Transdermal delivery of car vedilol in rats: probing the percutaneous permeation enhancement mechanism of soybean extract–chitosan mixture

Abstract

Background: This study was designed for investigating the effect of soybean (SS) extract and chitosan (CTN) in facilitating the permeation of carvedilol (CDL) across rat epidermis. Method: Transdermal flux of carvedilol through heat-separated rat epidermis was investigated in vitro using vertical Keshary–Chien diffusion cells. Biophysical and microscopic manifestations of epidermis treated with SS-extract, CTN, and SS extract–CTN mixture were investigated by using DSC, TEWL, SEM, and TEM. Biochemical estimations of cholesterol, sphingosine, and triglycerides were carried out for treated excised as well as viable rat epidermis.

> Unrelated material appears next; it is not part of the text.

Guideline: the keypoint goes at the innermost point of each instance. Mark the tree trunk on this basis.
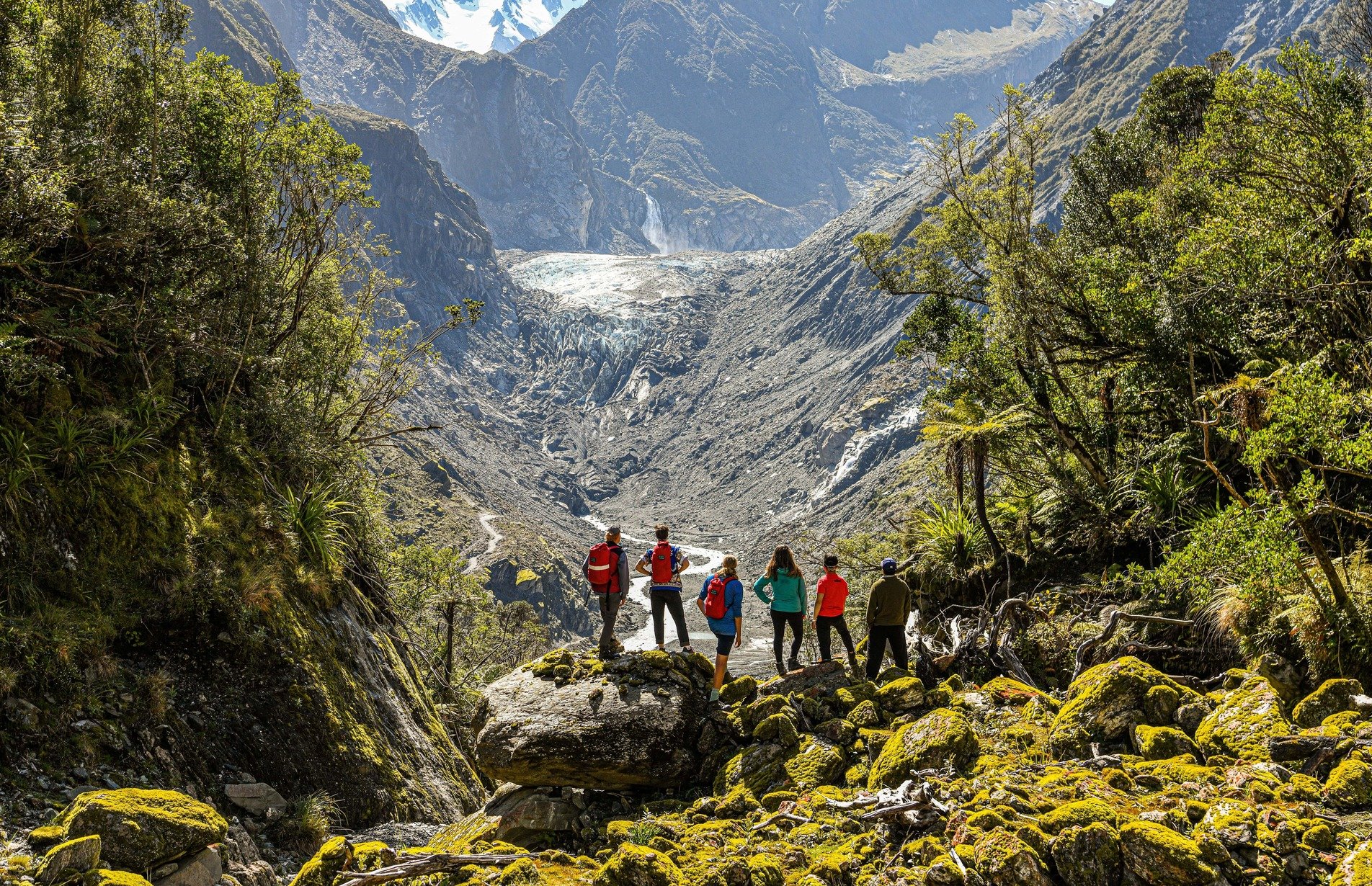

The antihypertensive activity of the patches in comparison to that after oral administration of carvedilol was studied in deoxycorticosterone acetate-induced hypertensive rats. Results: The solubility of CDL was found to be maximum in the presence of 1% (w/v) SS extract. The KIPM/PB of CDL decreased with increase in concentration of SS extract. The in vitro permeation of CDL across rat epidermis increased and was maximum with combination of SS extract and chitosan (CTN). Biochemical and microscopic studies revealed the initiation of reversal of barrier integrity after 12 hours. Furthermore, the application of patches containing SS extract–CTN mixture resulted in sustained release of carvedilol, which was able to control the hypertension in deoxycorticosterone acetate (DOCA) induced hypertensive rats through 24 hours. CTN was found to potentiate the permeation enhancing activity of SS extract. Conclusion: The developed transdermal patches of CDL containing SS extract–CTN mixture exhibited better performance as compared to oral administration in controlling hypertension in rats.